27 thoughts on “Writing automated tests with Postman – Part 3”

  1. Please can you add support for coffeescript / livescript in the test editor

    1. Coffeescript support is not on the roadmap for now but we’ll definitely consider it.

  2. Please can you add support to edit ‘beforeTests’ and ‘afterTests’ JS code on a per collection and per Folder basis. This is important for setting up and tearing down tests appropriately.

  3. The Collection Runner hangs when i try to run this collection. Do you guys offer live support?

  4. Curious, when loading a collection run test file any capability to chain variables from the file itself? For example. I load a test data json file with value
    {
    “mIdProperty”: “”mId” : {{mid}}”,
    “mid”: “20720”,
    }
    In my request payload I have:
    {
    {{mIdProperty}}
    }

    So when the request payload is made running through the collection runner it would attmempt:

    {
    “mId” : 20720
    }

    I tested this through the GUI using a different environment and created a couple of environment variables.

    Respectively
    mId = “mId” : {{mid}},

    mid = 20720

    When I do a preview for that environment I do see the correct value in the request payload in addition the request goes through as expected.
    {
    “mId” : 20720

    }

    1. However, I believe some of the items I am trying to do could be cured with the suggestion provided by mat taylor below.

        1. Thanks for the link, I have been using what is highlighted in that, however some of the capabilities just slightly don’t cover what I have been attempting.
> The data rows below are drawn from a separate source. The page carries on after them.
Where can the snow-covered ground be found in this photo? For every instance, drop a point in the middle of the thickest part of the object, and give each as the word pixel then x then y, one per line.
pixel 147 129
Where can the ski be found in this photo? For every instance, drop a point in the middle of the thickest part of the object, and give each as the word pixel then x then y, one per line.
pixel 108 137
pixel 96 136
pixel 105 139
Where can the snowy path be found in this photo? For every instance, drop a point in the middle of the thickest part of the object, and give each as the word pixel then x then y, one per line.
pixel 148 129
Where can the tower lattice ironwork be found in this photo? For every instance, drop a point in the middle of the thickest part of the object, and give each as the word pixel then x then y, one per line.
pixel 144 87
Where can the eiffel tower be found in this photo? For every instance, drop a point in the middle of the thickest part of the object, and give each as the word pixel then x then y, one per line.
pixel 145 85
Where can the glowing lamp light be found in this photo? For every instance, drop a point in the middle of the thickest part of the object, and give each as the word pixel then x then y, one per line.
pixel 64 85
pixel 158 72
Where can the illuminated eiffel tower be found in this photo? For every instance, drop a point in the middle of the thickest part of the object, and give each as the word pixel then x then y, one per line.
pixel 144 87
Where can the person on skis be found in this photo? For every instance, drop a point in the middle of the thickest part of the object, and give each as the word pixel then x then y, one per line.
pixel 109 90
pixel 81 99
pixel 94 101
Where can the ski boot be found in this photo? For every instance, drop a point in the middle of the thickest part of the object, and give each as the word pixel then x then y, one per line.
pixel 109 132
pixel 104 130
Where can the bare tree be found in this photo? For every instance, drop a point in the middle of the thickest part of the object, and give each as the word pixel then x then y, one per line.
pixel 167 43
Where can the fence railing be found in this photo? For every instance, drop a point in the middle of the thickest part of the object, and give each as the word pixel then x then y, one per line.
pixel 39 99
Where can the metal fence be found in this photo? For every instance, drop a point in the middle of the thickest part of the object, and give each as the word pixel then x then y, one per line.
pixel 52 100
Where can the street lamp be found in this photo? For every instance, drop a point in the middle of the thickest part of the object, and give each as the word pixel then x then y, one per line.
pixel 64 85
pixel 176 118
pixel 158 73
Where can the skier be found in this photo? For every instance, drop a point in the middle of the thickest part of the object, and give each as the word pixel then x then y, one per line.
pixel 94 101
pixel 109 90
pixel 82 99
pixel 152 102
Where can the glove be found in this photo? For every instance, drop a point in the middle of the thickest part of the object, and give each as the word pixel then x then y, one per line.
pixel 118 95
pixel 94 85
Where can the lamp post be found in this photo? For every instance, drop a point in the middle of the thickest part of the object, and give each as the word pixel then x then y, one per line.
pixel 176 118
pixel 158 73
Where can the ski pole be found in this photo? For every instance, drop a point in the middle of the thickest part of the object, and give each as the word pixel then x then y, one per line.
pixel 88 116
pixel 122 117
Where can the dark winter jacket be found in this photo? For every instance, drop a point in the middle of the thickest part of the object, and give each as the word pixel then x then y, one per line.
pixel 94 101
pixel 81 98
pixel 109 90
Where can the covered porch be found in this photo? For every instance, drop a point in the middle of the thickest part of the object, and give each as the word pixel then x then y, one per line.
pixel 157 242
I’m interested to see what will come of the ” ‘beforeTests’ and ‘afterTests’ JS code” mentioned below.

  5. is it possible to reference environment variables within the test editor? i am setting an environment variable in a previous call and attempting to compare the results returned from a new call with the old environment variable, but i keep getting javascript errors because the environment variables are defined by curly braces. how can i fix this?

  6. Can the summary report for the collection runner handle or display conditional tests while running multiple iterations for a collection?. What I am seeing in the summary is whatever the last test executed, that is the one being displayed in the summary.
    if(A) {
    tests[“A”];
    } else {
    tests[“B”];
    Iteration 1 did Test B and Iteration 2 did Test A, I will see only Test A in the request summaries.
    Although the amount of tests on the overview is correct.

    1. Will mark this for a future release. That’s an important issue which we probably didn’t address before.

  7. Soo, how do we run these automatically from the command line (as part of regression tests for example)? Is Newman (the post linked above) the preferred way?

  8. Can the Collection runner Stats report be exported to an excel sheet so as to share with the team.

    1. Right now they can be exported into a JSON file. You can write a generator which can convert it to a format of your liking.

      1. they are killing selenium (-.-). Currently evaluating to use postman and newman for web-scraping jobs of data that could change any moment. Since it is very easy to create steps with postman and the interceptor. Just update collection. Done…. @postmanrestclient:disqus you guys should think about that market;)

  9. Hi All,
    I have a situation where am using BasicAuth (Authorization tab) and passing Username and Password. I want to make this BasicAuth DataDriven(to read Username, Password from external CSV file). Not sure if we can achieve this in Postman?

    Is it also possible to make Hearders tab parameter as DataDriven?

    Thank You

  10. Trying this out in 2018, and the collections URL right at the start doesn’t work. Any links to the updated page? Thanks!

  11. How do we perform a test on the dynamically obtained data(The data that is retrieved from the database for example) in the service response.